CERN’s Large Hadron Collider (LHC) has provided the first direct measurement of electron- and muon-neutrino interaction rates.
The interactions have the highest neutrino energy ever detected from a human-generated source and could help answer fundamental questions about the universe including why there is more matter than antimatter.
The results are published in Physical Review Letters.
Neutrinos are fundamental particles common throughout the universe. In fact, about 100 trillion neutrinos pass through our bodies every second. They pass straight through because they interact so weakly with other matter. This makes their detection very difficult, giving them the nickname “ghost particles”.
Because they have very little mass (less than a billion billion billion billionth of a kilogram), they travel at almost the speed of light.
They come in 3 “flavours”: electron neutrino, muon neutrino and tau neutrino.
So far, neutrino cross sections – the probability that a neutrino will interact with a target particle – had not been measured except at low energies.
Researchers used the Forward Search Experiment (somehow given the acronym FASER) at the LHC on the Swiss-French border to achieve the first high-energy interactions of electron and muon neutrinos.
High-energy neutrinos are produced in the LHC’s proton-proton collisions using the FASERν detector.
The FASERν is an emulsion detector made up of 730 layers of alternating tungsten plates and emulsion films. The detector weighs a tonne.
“With FASERν, charged particle tracks produced by neutrino interactions in the detector can be reconstructed with sub-micron precision,” says co-author Dr Akitaka Ariga from Japan’s Chiba University. “This allows us to identify electron and muon charged-current (CC) neutrino interactions and the measurement of neutrino interaction cross-sections in the currently unexplored TeV (teraelectronvolt, or trillion electronvolt) energy range.”

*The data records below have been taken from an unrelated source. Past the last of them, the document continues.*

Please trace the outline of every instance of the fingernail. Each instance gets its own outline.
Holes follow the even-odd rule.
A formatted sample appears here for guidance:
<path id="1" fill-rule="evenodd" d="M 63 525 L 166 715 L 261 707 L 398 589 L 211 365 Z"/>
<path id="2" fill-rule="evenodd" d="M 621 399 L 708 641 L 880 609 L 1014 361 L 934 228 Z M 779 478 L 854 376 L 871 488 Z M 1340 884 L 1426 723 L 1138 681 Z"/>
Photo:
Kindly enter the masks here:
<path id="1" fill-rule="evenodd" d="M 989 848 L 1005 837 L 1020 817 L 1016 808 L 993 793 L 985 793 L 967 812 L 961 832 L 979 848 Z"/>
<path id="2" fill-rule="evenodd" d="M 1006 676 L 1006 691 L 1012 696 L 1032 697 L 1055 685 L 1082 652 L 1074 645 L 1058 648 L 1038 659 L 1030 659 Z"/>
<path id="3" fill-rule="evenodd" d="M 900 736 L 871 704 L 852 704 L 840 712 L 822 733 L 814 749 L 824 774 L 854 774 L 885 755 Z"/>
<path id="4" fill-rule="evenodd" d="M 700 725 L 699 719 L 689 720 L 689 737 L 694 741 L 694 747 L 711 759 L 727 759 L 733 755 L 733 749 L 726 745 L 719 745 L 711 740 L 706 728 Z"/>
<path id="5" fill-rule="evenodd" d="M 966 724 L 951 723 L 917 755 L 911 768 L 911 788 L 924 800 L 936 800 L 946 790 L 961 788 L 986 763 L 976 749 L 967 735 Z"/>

Strict criteria meant the researchers were looking for electrons or muons with energies greater than 200 GeV (gigaelectronvolt, or billion electronvolt).
The neutrinos detected were in the TeV energy range for the first time and were in line with the expected behaviour as predicted by the Standard Model of particle physics.
“This marks the first ever physics result on neutrinos from a particle collider, a breakthrough in particle physics that could revolutionize the strategy of large-scale experimental research in the field,” Ariga adds.